Boronic Acid-Linked Cell-Penetrating Peptide for Protein Delivery

Pritam Ghosh 1,*
PMCID: PMC11064025  PMID: 38708278

Abstract

graphic file with name ao3c09689_0005.jpg

Studying functional protein delivery into live cells is important, ranging from fundamental research to therapeutics. Cell-penetrating peptides (CPPs) are known to deliver proteins with applauded efficacy and have gained importance for applications in protein therapeutics and exploration of versatile cellular mechanisms. The primary aim of the work is to design a CPP as a tool and delivery vehicle for macromolecules, including proteins. In this work, boronic acid-linked cyclic deca arginine (cR10) is reported as an efficient CPP that exhibited 3-fold higher delivery of chemically synthesized ubiquitin (Ub) than pristine cR10-linked Ub, examined with live U2OS cells. As a futuristic plan, an artificial intelligence machine learning-based rationale has been designed and proposed.

Introduction

Intracellular delivery of proteins related to different critical cell functions has a substantial role in deepening our understanding of the fundamentals of chemical biology.1 Live cell delivery of proteins is challenging due to their inherent physical properties. The delivery has two primary challenges: (i) protein must be transported into the cytosol through the cell membrane, which is less accessible for pristine protein due to shape, size, and other intrinsic controlling factors. Usually, small molecules can cross the membrane comparatively in a more accessible way; however, large molecules like proteins cannot cross due to various complex issues. (ii) By some means, although proteins are internalized, the major problem lies in entrapment by endosomes, and endosomal uptake suggests “nondelivery” of the proteins.2 Incidentally, the late endosomes, i.e., lysosomal entrapment, would end up with protein degradation. Thus, protein delivery within the cytosol, i.e., for bioavailability, needs assistance, and it is the prime target of this work.

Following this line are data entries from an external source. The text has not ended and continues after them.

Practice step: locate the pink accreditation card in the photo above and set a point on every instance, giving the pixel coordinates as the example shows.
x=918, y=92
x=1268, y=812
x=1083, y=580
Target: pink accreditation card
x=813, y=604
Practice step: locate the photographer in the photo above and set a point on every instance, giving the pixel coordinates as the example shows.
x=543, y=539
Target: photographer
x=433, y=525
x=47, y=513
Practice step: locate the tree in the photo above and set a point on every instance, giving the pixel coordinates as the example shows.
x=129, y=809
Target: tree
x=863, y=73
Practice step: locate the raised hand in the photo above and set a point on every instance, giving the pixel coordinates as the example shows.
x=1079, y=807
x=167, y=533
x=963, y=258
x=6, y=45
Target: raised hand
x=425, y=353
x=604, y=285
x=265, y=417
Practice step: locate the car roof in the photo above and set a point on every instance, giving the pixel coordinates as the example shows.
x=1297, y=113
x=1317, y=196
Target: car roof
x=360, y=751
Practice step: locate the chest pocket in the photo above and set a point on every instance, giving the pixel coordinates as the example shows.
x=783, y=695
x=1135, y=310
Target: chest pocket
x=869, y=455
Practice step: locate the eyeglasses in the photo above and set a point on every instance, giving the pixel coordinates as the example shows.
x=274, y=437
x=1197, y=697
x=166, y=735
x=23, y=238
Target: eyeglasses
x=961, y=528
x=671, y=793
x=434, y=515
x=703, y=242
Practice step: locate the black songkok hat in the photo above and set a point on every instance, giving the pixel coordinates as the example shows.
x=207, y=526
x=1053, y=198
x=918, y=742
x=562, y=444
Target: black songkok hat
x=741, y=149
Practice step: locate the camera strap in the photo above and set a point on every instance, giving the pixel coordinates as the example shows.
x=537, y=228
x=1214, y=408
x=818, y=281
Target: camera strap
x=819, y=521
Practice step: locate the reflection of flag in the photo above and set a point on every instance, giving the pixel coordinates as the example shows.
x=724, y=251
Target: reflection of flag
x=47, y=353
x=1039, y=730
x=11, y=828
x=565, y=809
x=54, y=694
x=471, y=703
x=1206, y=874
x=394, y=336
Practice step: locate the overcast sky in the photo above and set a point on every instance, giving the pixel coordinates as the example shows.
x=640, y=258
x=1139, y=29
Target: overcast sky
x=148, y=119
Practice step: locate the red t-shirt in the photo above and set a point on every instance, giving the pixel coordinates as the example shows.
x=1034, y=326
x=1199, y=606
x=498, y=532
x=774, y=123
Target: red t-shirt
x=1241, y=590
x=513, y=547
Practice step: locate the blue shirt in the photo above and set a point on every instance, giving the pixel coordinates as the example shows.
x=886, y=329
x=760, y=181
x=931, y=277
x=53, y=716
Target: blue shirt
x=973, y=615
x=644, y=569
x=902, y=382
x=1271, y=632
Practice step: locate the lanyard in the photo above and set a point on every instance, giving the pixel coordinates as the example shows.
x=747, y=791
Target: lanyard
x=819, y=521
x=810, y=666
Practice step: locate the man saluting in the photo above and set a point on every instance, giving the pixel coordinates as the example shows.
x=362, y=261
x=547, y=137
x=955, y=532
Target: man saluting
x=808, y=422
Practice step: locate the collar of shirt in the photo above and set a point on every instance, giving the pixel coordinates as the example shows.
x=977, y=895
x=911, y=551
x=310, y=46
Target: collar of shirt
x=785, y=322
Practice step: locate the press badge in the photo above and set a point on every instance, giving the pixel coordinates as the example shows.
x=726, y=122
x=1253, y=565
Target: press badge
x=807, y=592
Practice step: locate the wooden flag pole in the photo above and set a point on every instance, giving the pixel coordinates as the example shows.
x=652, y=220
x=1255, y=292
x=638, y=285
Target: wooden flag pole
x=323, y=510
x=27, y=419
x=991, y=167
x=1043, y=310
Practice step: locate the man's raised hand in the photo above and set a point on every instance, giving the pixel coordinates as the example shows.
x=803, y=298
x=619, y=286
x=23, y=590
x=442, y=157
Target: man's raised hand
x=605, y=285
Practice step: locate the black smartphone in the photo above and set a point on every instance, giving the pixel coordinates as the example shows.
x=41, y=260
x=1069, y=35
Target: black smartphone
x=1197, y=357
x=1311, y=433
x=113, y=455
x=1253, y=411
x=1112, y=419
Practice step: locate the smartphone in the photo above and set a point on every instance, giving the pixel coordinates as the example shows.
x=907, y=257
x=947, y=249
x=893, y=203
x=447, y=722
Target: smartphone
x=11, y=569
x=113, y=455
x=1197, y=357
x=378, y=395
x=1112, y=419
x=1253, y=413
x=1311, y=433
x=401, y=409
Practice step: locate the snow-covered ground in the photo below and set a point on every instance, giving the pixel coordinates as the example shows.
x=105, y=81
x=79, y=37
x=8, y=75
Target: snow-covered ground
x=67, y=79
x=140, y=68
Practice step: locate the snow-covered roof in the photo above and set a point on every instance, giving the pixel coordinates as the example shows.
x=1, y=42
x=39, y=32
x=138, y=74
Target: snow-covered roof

Physical methods are reported to assist protein delivery, such as sonoporation, microinjection, electroporation, bead loading, etc.3 These methods can bypass endocytosis, possibly via membrane manipulation, and eventually could damage the cell. Therefore, it is less applicable to living organisms. Other methods, such as zinc finger or DNA binding proteins, supercharged proteins, or nanoparticle/liposome-based delivery, are also known.47 Among different protocols, cell-penetrating peptides (CPPs) have gained popularity due to efficient delivery, ease of operation, etc. The first set of CPPs derived from natural proteins is a transactivator of transcription (TAT) and penetratin. Later, several synthetic CPPs with modularity in structural aspects have been reported to surpass the applicability of conventional CPPs.8 With better cell permeability, CPPs can translocate successfully the CPP-cargo complex to the cytosol.917 There has been a lot of effort invested in exploring the mechanism of CPP-cargo translocation within the cell; however, the exact pathway remains hypothetical/elusive.18 Cellular delivery of CPP-cargo, which follows endocytosis, generally exhibits endosomal escape, although the escape mechanism is still unclear and case-dependent. CPPs are known with cationic functional groups (i.e., arginine,9,10 guanidinium proline,13 etc.); however, hydrophobic, amphipathic, or anionic CPPs are also known.19,20 One possibility of CPP-cargo delivery is electrostatic interactions between cationic CPPs and anionic cell surface proteoglycans.21

While one of the possibilities leads to the CPPs’ interactions with glycans, Raines et al. reported an exciting finding where formations of boronate esters with the glycocalyx enhance cellular uptake.22 The hypothesis of CPP’s interactions with glycans and Raines et al.'s reports generates curiosity in attempting to use a scaffold/additive on CPPs, which has known affinity toward carbohydrates and is hitherto unexplored. To fill the knowledge gap by combining the effect of boronic acid and CPP, cR10 (cyclic deca arginine) modified with boronic acid was designed and synthesized toward its utility in delivering a model protein. At the same time, only cR10 (without any modification) was used as a control to elucidate the efficacy of the designed CPP.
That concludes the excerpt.